A Bavarian Bullet Train BMW M8 Coupé

Sep 18, 2021

BMW follows a simple recipe: make fast and luxurious cars by default, send them over to the M division to be converted into low-flying rocket ships, while completely ruining their daily drivability. A compromise on this has seen the M-badge being used quite liberally across the range, where the M division isn’t given a complete freehand to exercise their motorsport prowess. But for the M8, BMW M had to think differently.

For starters, the M8 is a very good-looking car. It is the best-looking BMW currently in the line-up in fact. The two-door coupe sits low and long and is hard to fault from any observable angle. You don’t even get a chance to complain about its grille, something we’ve gotten used to ranting about BMW’s recent cars.
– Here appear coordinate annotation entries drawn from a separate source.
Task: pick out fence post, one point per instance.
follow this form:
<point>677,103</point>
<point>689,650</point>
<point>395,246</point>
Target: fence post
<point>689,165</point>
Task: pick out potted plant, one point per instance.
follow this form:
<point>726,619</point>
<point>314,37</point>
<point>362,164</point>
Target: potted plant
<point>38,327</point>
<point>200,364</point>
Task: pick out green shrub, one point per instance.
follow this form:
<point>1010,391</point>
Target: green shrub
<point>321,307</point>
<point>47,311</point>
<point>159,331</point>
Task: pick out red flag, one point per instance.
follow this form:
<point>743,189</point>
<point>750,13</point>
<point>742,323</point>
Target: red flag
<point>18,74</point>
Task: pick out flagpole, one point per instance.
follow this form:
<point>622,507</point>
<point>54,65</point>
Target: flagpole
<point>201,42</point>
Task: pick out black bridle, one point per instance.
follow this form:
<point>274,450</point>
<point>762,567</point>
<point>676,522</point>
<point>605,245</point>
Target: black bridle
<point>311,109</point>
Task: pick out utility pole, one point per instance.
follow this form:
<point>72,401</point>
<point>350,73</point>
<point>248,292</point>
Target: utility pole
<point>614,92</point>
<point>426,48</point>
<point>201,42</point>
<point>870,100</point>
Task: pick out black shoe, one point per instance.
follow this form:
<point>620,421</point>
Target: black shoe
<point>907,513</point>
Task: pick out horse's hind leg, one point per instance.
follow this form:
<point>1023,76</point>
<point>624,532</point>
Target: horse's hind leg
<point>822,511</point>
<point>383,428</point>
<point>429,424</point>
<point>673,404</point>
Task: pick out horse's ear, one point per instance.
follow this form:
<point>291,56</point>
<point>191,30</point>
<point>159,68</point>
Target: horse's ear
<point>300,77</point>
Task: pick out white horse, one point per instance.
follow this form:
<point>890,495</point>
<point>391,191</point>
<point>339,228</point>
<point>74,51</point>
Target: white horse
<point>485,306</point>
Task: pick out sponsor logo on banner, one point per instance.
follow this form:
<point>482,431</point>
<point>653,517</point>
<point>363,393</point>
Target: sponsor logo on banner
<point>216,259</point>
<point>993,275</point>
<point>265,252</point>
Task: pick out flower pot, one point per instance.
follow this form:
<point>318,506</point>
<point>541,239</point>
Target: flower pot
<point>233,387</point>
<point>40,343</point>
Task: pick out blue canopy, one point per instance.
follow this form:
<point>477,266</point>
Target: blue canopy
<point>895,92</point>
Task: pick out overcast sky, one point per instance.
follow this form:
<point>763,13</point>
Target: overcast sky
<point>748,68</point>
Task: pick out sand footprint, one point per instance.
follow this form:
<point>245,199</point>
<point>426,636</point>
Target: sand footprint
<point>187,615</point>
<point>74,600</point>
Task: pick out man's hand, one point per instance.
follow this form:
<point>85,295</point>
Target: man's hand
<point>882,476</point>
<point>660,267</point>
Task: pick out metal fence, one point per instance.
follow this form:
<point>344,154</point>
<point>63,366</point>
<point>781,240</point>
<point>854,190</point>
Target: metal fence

Tug open its long doors and you are greeted with an upmarket interior, upholstered with top-class leather, contoured with carbon fibre and brushed metal bits that glow softly under the calming ambient lights of its interiors. Add to these the M Sport seats with bolstered sides and over a dozen adjustments and the M8 affirms its position as a comfortable intercontinental cruiser. The control surfaces feel typically BMW, which is a good thing though, as its
iDrive feature combined with the 10-inch touchscreen is still the most intuitive command system in the industry. Its digital instrumentation cluster too is one of the sportiest I’ve come across since driving the Lamborghini Huracan—speaking of which reminds me of the M8’sbiblical performance.

While the BMW M8 borrows its 4.4-litre, twin-turbo V8 engine from the BMW M5, the dynamics are hugely different here. The two-door coupe sits lower and wider than the M5, giving it a more grounded feel. Where the M5 feels brutish, emanating a ‘German muscle car’ vibe, the M8 feels more refined and settled. Let’s not confuse refined with slow though, because that’s one thing the M8 isn’t. If you engage the relatively easy Launch Control and let the car do the off-the line mathematics, then you will rapidly sprint to 100kmph from standstill in just 3.2 seconds! Keep the pedal pinned and you will touch 200 clicks in a little over 10 seconds! The surge of power is just relentless. Unlike most turbocharged cars that start running out of breath, the M8 keeps pulling with dollops of torque right up to the redline.

Having said that, the whole process, while warp-speed fast, doesn’t feel abrupt. Building up speed in the BMW M8 feels like a well-orchestrated surge. The engine, the chassis, the transmission and the steering help distribute its 600 horsepower and 750Nm of torque to the road via a four-wheel-drive system that, while being rear-biased, offers excellent traction even under heavy acceleration. The system can be switched to rear-wheel only, but you’d need to be on your fifth coffee and sixth Redbull, as it switches off all electronic aids. This means that the slightest misdemeanour on the gas pedal lends huge sideways action with a lot of opposite lock.

But the BMW M8 being a GT car needs to be more than a straight-line weapon. And this is where the M division had to considerably rethink its strategy in trying to find a balance between setting up the car’s suspensions; from overly firm and track-focused to a compliant and comfortable grand tourer… Good news is that they’ve done it! The M8, while feeling a bit stiff on Indian roads, still has a lot of compliance at its softest settings, as a consequence of which the big GT car doesn’t feel bumpy over bad patches at normal road speeds. I found myself exclusively using the softest settings though, as it would be better to reserve the two stiffer levels for track use, at least on Indian roads.

As expected, the BMW M8 is also the most mature of the M cars. Dictated by its GT character, it isn’t as snarly as its M-Badged siblings while being even faster and dynamically more capable. Where M cars feel like a Floyd Mayweather jab on each gear change, the M8 gearshifts are more forgiving to the neck muscles. The steering too, while being excellently weighted and precise—as you’d expect of a BMW to be—isn’t immediate. As a result, in pure GT car fashion, the M8 doesn’t attack corners, but rather flows through them at incredible speeds. Like a good, fast GT car, the M8 lets you find your comfortable pace and stick to it all day.

The previous generation E31 8 Series was a very special car—before the introduction of the flagship 850 CSi that shared its 12-cylinder engine with the legendary McLaren F1. Four decades later, amidst a polarising digital world filled with armchair opinion-makers, it’s good to know that BMW hasn’t caved in to dilute the formula for making a ballistic continent-crusher.

At ₹2.17 crore (before options), the M8 is the most expensive BMW currently on sale. It also puts the Bavarian carmaker right in the firing line of cars like the Porsche 911, Aston Martin Vantage, Jaguar F-Type (V8) and the Mercedes- AMG S 63. To compete may seem like a tall order, but then the BMW M8 offers performance that’s at par with and even better than some of its rivals. After all, it is the closest one can get to a road-hugging torpedo with a blue and white roundel.